A veces, no hay que lucir colectivamente fino para golear, se necesita ser eficaz. Eso fue Barcelona, ayer en el Monumental: 100 % contundente contra un modesto Mushuc Runa que se fue con la canasta llena, en un partido redondo para los locales que partido a partido muestran una mejor cara; eso sí, de la mano del ‘reloj amarillo’: Brahian Alemán.

El encuentro de los toreros tuvo un antes y un después. La primera etapa fue más cerrados que la segunda, en donde el local fue una tromba.

Los dirigidos por Rubén Israel no mostraron un primer tiempo demoledor. Tenían el control del partido, pero carecían de profundidad. Los canarios no encontraban el camino a Ismael Blanco, que debía retroceder unos metros para entrar en acción.

Pero el Ídolo halló los espacios y, para el segundo tiempo, ya se volcó completamente al ataque. Con el ingreso de Álex Colón, Barcelona ya tenía otra mente fresca para la creación. Brahian Alemán y Ely Esterilla, una vez más, fueron los motores del equipo torero, que hicieron de la defensa del Mushuc Runa una avenida.

Brahian Alemán no solo se conformó con la pintura en el segundo tiempo: asistió, hizo paredes, corrió toda la noche; fue la figura, sin duda. Jugó e hizo jugar, como dirían en el barrio. A los 76 minutos le tocó salir de la cancha, el estadio cayó a sus pies.

Otro que se llevó los aplausos de la hinchada torera fue Máximo Banguera.
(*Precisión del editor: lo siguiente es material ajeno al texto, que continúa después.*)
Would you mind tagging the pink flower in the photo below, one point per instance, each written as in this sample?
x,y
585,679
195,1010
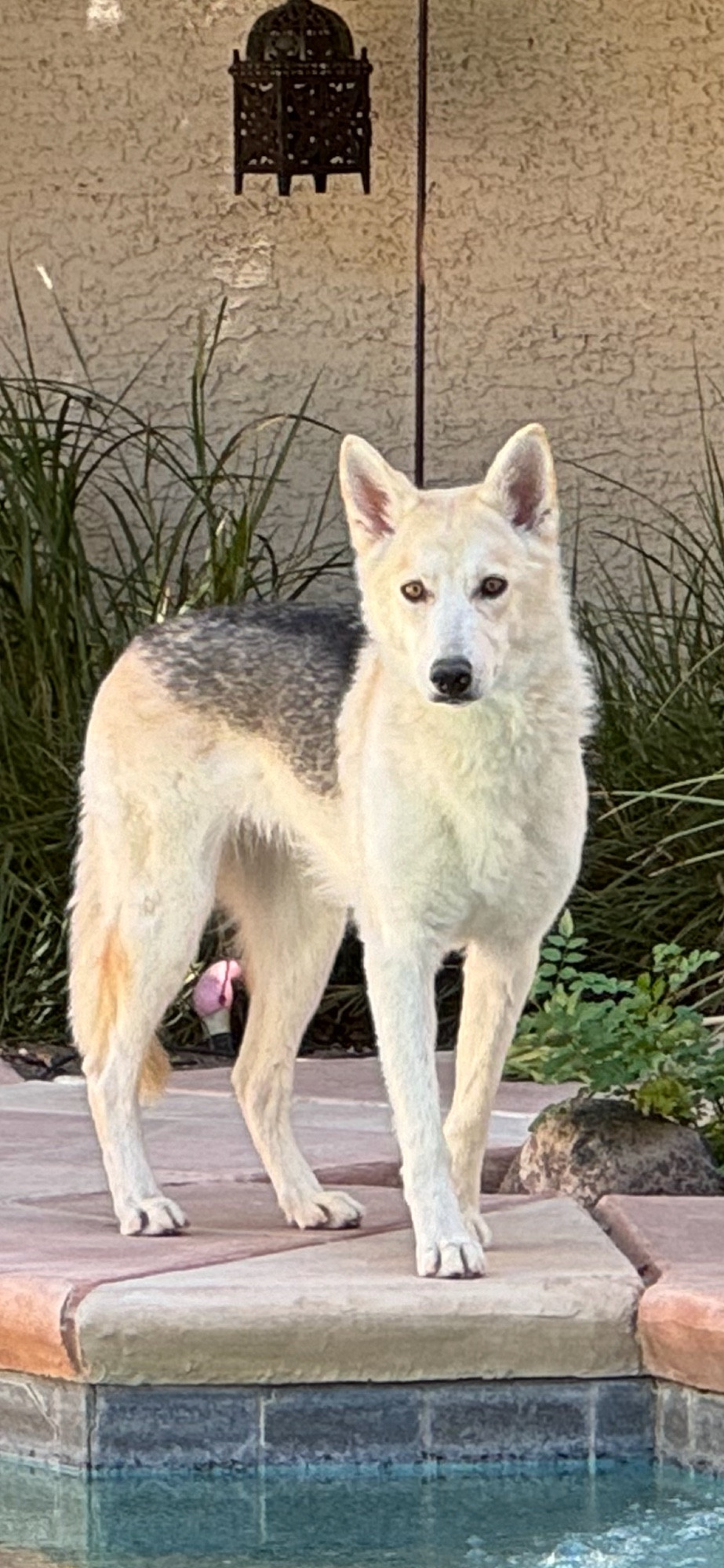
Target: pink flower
x,y
213,989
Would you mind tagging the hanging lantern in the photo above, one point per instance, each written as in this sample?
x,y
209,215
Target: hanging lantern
x,y
301,101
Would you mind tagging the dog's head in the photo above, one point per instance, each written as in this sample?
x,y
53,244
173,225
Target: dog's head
x,y
455,583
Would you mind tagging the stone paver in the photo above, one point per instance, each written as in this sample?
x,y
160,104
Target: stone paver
x,y
558,1301
227,1301
678,1246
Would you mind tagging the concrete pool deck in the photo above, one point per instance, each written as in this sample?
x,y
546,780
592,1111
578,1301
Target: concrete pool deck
x,y
240,1302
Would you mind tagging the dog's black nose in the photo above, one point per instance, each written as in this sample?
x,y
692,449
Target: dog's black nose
x,y
452,678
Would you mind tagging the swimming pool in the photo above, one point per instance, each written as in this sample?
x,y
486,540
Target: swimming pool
x,y
533,1517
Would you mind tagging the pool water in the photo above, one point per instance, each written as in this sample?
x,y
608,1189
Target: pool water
x,y
621,1517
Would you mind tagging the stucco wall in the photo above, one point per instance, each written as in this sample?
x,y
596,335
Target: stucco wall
x,y
574,244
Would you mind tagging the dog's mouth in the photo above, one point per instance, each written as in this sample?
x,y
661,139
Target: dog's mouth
x,y
455,702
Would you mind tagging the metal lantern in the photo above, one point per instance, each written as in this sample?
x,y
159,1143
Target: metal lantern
x,y
301,101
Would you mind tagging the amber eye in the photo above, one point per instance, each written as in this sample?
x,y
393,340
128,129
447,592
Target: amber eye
x,y
493,587
416,592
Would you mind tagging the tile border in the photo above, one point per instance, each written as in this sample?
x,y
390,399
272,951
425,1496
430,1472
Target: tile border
x,y
93,1429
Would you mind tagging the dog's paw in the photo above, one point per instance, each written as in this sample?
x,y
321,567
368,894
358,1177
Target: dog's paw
x,y
315,1211
458,1258
152,1218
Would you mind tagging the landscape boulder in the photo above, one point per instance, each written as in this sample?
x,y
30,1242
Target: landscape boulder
x,y
587,1149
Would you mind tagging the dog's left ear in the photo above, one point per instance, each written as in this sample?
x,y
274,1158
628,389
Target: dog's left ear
x,y
521,484
373,493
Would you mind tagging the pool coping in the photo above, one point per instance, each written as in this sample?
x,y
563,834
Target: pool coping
x,y
591,1340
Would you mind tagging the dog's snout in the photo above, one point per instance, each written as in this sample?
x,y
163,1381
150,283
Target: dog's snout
x,y
452,678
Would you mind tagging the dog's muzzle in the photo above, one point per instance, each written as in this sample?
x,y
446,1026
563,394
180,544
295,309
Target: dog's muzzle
x,y
452,680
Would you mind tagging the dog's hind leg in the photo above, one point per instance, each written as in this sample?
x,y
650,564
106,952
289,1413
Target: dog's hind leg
x,y
289,938
496,987
135,929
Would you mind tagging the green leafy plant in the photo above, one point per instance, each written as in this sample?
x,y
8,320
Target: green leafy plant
x,y
628,1039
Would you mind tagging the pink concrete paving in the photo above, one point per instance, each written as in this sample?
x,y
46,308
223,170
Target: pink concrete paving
x,y
58,1241
678,1246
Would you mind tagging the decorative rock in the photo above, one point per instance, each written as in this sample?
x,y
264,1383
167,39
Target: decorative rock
x,y
595,1147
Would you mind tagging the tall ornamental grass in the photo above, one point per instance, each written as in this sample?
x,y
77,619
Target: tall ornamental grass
x,y
654,862
108,521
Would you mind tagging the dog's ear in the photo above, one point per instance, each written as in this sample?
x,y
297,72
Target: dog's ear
x,y
373,493
521,484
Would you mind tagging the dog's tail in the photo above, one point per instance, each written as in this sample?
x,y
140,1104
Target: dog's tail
x,y
100,971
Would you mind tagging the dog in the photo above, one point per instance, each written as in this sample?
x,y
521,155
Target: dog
x,y
420,768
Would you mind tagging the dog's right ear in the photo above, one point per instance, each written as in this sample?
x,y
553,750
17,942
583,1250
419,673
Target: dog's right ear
x,y
373,493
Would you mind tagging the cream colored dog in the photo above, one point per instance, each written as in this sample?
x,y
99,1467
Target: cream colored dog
x,y
422,771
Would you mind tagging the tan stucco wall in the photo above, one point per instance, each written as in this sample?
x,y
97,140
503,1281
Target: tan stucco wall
x,y
576,241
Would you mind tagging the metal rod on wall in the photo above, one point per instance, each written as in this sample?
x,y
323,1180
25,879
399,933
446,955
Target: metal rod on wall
x,y
422,192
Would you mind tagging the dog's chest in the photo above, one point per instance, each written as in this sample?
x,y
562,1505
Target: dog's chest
x,y
500,821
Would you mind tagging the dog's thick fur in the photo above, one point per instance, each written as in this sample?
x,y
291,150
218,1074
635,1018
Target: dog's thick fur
x,y
422,771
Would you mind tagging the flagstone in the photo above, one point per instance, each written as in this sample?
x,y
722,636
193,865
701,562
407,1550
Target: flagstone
x,y
558,1302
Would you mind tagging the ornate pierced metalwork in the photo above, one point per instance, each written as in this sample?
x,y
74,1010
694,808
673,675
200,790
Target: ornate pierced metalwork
x,y
301,101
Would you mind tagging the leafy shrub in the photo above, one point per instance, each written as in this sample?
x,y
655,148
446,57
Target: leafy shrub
x,y
631,1039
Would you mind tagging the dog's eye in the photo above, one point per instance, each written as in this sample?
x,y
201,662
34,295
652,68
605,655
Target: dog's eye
x,y
493,587
416,592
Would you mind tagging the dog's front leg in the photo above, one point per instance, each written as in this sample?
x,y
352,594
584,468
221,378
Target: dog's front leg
x,y
400,979
494,995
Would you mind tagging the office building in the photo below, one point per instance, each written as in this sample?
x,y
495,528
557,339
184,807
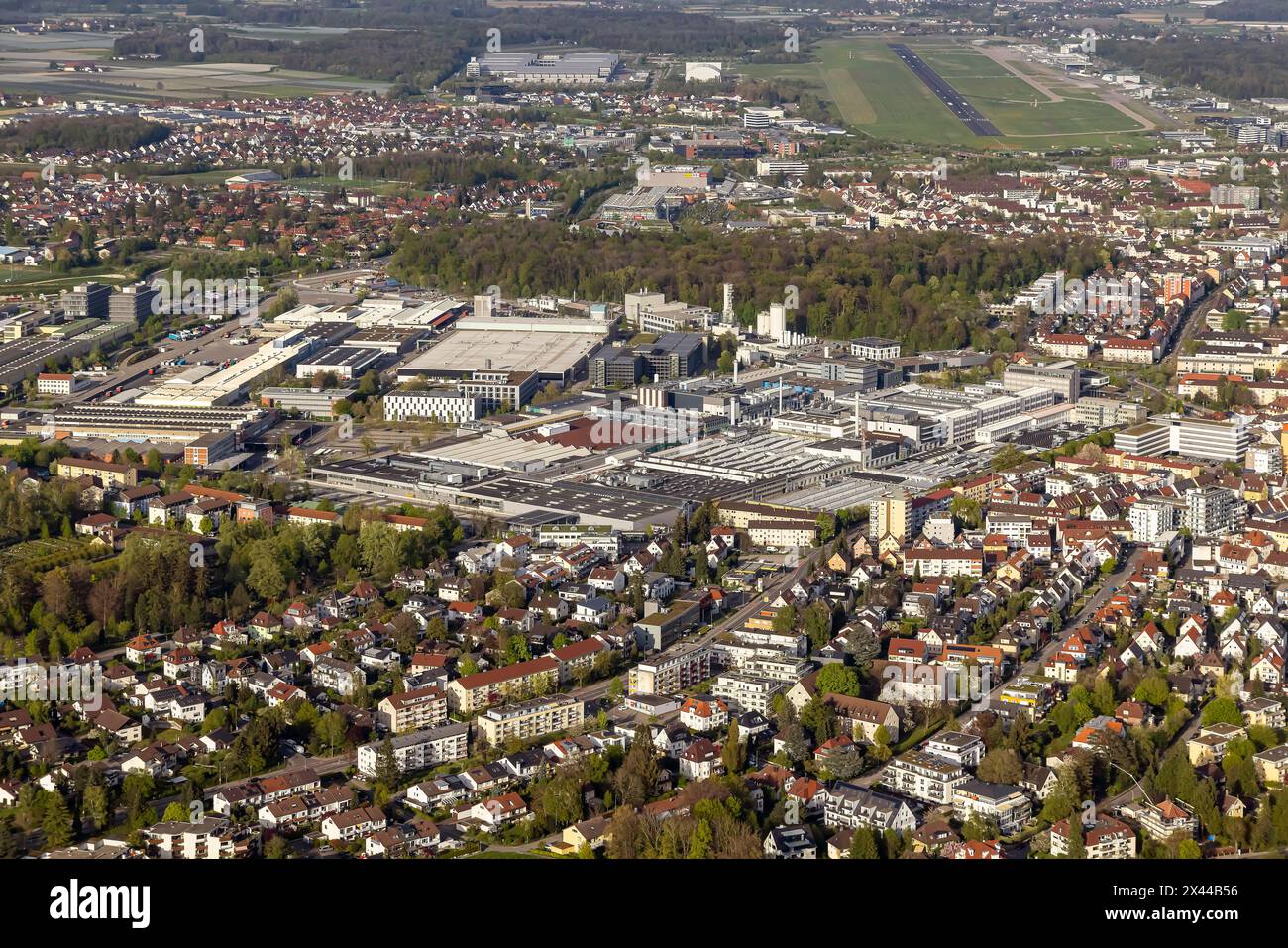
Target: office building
x,y
132,304
1063,377
419,750
531,719
447,406
1202,438
86,301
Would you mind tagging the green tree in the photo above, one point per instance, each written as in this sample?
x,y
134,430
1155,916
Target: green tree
x,y
56,822
836,678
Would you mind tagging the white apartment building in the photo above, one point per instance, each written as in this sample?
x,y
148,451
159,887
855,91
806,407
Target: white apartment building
x,y
953,746
449,406
1203,438
1209,510
925,777
745,691
419,750
1009,806
1108,839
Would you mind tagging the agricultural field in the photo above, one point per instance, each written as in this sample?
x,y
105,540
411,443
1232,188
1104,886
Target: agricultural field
x,y
25,67
1033,106
48,553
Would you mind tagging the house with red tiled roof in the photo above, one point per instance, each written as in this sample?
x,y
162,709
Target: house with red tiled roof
x,y
704,714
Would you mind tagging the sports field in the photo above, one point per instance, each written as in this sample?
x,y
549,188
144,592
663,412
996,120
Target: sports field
x,y
1033,106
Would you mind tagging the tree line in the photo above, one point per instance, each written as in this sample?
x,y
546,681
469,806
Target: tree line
x,y
921,287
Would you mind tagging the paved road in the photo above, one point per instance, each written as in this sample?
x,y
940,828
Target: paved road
x,y
140,369
956,102
1107,588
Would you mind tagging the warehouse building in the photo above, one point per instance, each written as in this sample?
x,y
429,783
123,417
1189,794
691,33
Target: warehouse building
x,y
346,363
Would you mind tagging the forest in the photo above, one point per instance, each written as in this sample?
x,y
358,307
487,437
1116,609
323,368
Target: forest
x,y
1270,11
81,136
923,288
1239,68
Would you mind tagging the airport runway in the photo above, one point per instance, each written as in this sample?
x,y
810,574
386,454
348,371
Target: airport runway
x,y
971,116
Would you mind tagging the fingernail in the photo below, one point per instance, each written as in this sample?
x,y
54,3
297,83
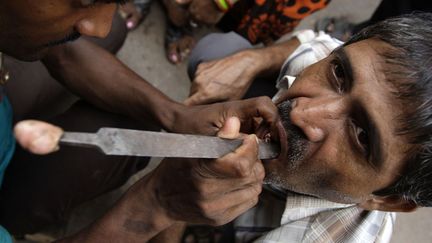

El guardameta amarillo atajó dos penales (a Leonel Núñez y Félix Borja) y, cuando el visitante lo exigió, siempre se mostró atento.

Los goles llegaron por la naturaleza del fútbol. Ya con cinco en contra, Mushuc Runa regaló todos los espacios al local. Barcelona era el que proponía; y el juego profundo, que se le complicó desarrollar en el primer tiempo, era la principal arma en el complemento. La cereza en el pastel llegó con la vaselina de Ismael Blanco (6-0).

La felicidad inundó las gradas del Monumental. Alemán sigue consolidándose, Esterilla se afianza en el 11 de Israel y, sin duda, el valor agregado fue Blanco: se reencontró con las redes tras una larga sequía en este 2015.